Солдаты ломом и лопатами расширили дыру, зачерпнули ведром густой жижи, подняли наверх и поставили передо мной. Я подошел ближе, слегка нагнулся, и мне в нос ударил острый запах спертого гнилого месива. Я посмотрел на содержимое в ведре, и понял, что в яме находятся перебродившие картофельные очистки. Здесь когда-то мыли крахмал и варили патоку.
Солдаты, недолго думая и не дожидаясь моего ответа, приволокли с мельницы железный лист, набросали дров, развели огонь, бросили на огонь железный лист, плеснули на него воды и стали поливать вонючей жижей. Она шипела. Облако пара поднялось над ней. Вонь ударила в нос.
— Давай, снимай! А то все съестное сгорит! — закричали солдаты. Горячий, засохший блин палкой спихнули с листа железа, разломали на части и, перебрасывая в руках, дули и остужали. Кусок такого блина подали и мне. Но есть его, пока он был горячим, я отказался. Уж очень зловонный запах шел от него вместе с паром.

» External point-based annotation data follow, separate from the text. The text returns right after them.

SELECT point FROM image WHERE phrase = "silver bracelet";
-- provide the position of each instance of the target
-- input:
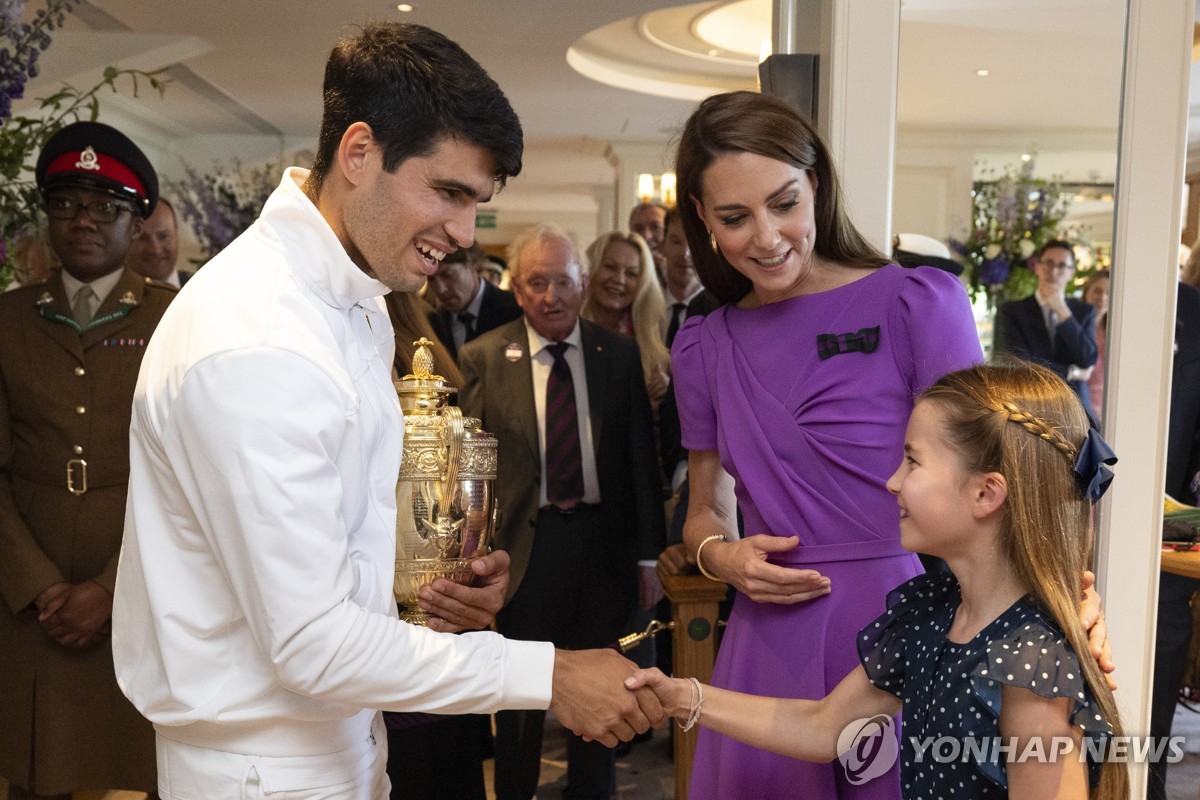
(701, 564)
(694, 715)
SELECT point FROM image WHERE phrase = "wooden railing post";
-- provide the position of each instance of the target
(695, 601)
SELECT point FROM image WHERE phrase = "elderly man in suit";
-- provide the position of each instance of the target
(1049, 328)
(70, 352)
(577, 485)
(471, 306)
(155, 251)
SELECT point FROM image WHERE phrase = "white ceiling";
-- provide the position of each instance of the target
(246, 73)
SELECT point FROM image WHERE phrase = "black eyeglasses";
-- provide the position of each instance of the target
(102, 211)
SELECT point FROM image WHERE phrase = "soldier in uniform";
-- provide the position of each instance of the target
(70, 352)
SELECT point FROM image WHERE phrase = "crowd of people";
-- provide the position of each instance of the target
(197, 474)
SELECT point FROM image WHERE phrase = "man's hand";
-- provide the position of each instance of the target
(456, 608)
(52, 599)
(589, 697)
(651, 588)
(82, 618)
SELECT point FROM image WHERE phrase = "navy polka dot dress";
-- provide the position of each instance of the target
(952, 692)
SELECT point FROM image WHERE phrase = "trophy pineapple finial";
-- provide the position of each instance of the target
(423, 361)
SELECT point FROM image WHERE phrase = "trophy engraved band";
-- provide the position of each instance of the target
(445, 500)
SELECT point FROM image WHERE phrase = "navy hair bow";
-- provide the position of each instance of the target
(1092, 464)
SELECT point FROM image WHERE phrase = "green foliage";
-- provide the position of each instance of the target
(1012, 215)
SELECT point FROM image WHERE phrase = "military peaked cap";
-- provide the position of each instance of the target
(99, 156)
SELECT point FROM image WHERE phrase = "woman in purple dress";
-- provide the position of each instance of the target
(793, 398)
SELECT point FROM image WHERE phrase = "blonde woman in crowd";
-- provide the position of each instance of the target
(625, 298)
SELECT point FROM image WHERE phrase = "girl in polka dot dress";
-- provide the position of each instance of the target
(999, 477)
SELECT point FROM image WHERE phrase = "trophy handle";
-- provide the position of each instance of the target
(453, 434)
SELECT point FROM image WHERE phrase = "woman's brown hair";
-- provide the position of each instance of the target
(745, 121)
(1023, 421)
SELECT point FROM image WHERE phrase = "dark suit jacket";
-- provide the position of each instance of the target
(670, 435)
(495, 308)
(499, 392)
(1023, 332)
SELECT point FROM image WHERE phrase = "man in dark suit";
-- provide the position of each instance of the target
(1049, 328)
(1174, 632)
(577, 486)
(471, 306)
(70, 353)
(155, 251)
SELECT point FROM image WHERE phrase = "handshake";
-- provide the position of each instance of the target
(591, 697)
(588, 693)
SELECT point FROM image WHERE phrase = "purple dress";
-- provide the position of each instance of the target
(807, 402)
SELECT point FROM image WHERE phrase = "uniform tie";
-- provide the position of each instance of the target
(564, 457)
(677, 313)
(81, 306)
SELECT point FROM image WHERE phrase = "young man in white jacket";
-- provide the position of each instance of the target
(253, 621)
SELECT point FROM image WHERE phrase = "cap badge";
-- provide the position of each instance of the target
(88, 160)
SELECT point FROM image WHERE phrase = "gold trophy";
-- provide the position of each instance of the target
(445, 501)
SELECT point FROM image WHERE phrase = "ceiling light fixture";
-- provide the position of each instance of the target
(666, 193)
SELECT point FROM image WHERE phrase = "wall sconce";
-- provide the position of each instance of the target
(666, 188)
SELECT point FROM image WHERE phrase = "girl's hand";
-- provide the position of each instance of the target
(675, 693)
(1092, 617)
(743, 563)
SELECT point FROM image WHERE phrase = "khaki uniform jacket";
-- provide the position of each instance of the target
(65, 400)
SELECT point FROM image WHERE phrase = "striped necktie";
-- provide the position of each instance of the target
(564, 457)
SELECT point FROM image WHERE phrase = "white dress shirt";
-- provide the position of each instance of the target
(253, 608)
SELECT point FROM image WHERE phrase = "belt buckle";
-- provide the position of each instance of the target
(83, 476)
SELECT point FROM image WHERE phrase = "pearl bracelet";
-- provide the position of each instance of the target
(694, 715)
(701, 564)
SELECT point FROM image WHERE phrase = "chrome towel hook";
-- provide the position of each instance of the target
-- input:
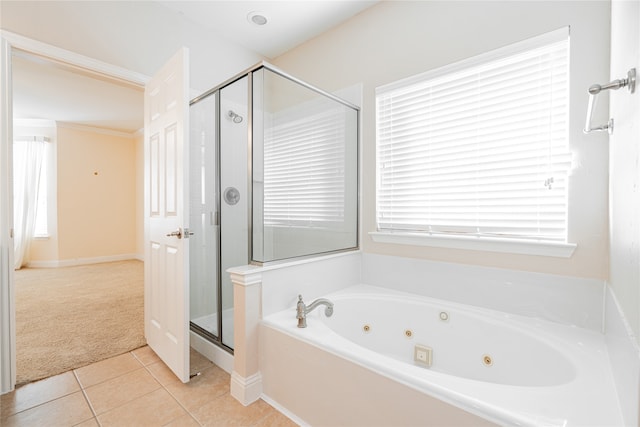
(594, 90)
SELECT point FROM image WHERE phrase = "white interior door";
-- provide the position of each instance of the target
(166, 214)
(7, 306)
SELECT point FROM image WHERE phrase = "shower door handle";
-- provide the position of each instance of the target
(180, 233)
(177, 233)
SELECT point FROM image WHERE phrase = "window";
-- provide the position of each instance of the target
(479, 148)
(304, 167)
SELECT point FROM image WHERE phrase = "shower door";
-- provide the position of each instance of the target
(204, 219)
(219, 202)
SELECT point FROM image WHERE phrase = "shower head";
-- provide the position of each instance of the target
(235, 117)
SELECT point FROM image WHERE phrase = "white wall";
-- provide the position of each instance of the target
(137, 35)
(624, 149)
(393, 40)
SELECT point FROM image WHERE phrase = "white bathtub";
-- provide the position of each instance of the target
(503, 368)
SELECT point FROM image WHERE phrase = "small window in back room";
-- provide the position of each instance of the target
(479, 148)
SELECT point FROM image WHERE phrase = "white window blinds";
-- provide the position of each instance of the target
(304, 168)
(479, 149)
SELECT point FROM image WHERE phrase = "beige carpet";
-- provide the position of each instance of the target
(73, 316)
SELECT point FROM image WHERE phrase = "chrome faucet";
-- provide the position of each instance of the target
(302, 309)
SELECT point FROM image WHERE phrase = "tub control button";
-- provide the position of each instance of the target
(423, 355)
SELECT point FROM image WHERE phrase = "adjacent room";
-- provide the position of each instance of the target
(79, 276)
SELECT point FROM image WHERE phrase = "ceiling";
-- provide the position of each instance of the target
(46, 90)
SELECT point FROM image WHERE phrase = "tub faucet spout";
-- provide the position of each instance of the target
(302, 310)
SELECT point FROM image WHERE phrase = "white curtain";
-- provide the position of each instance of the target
(28, 155)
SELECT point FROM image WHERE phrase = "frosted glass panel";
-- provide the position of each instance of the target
(234, 184)
(304, 170)
(203, 244)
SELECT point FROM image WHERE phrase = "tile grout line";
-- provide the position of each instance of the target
(86, 398)
(173, 397)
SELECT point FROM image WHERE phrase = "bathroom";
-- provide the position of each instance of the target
(435, 34)
(596, 33)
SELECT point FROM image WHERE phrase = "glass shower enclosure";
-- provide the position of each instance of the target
(273, 176)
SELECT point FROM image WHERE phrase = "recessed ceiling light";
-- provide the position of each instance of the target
(257, 18)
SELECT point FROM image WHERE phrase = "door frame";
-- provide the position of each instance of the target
(8, 42)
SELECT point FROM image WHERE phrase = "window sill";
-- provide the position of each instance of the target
(550, 249)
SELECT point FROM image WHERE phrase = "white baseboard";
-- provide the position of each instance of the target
(82, 261)
(287, 413)
(212, 352)
(246, 390)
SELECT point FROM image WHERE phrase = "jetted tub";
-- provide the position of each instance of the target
(502, 368)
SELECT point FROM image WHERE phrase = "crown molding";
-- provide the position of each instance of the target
(74, 60)
(104, 131)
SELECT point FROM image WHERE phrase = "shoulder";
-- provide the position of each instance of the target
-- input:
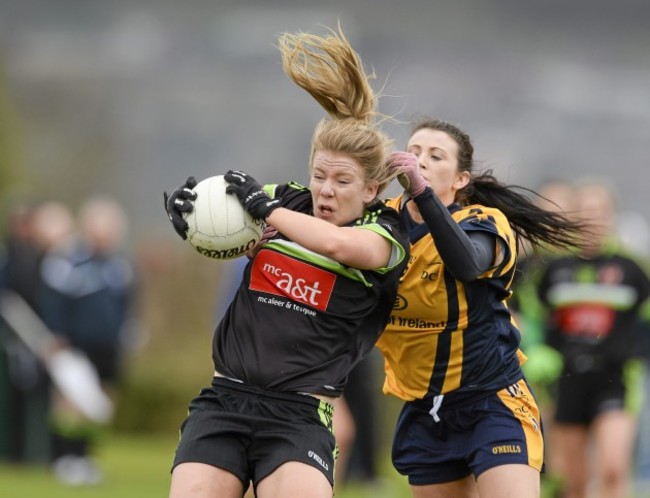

— Дуся, подай блинов с огня. Дуся, скорей целуй меня! — запел кто-то из солдат, стоявших сзади. С утра до вечера на железных листах шипела картофельная жижа, пуская пары и едкие запахи. Железные листы снимали с костра, стряхивали в деревянный ящик готовую продукцию, давали ей как следует остыть, в общем, имели суточный запас готовой продукции. К запаху постепенно принюхались. |Дым от костров и вонь стояли с утра до вечера| Но вот с очередным ведром вместе с очистками на железный лист выплеснули дохлую крысу и блины с этого момента прекратили печь. Дыра в снегу теперь воняла дохлой крысой.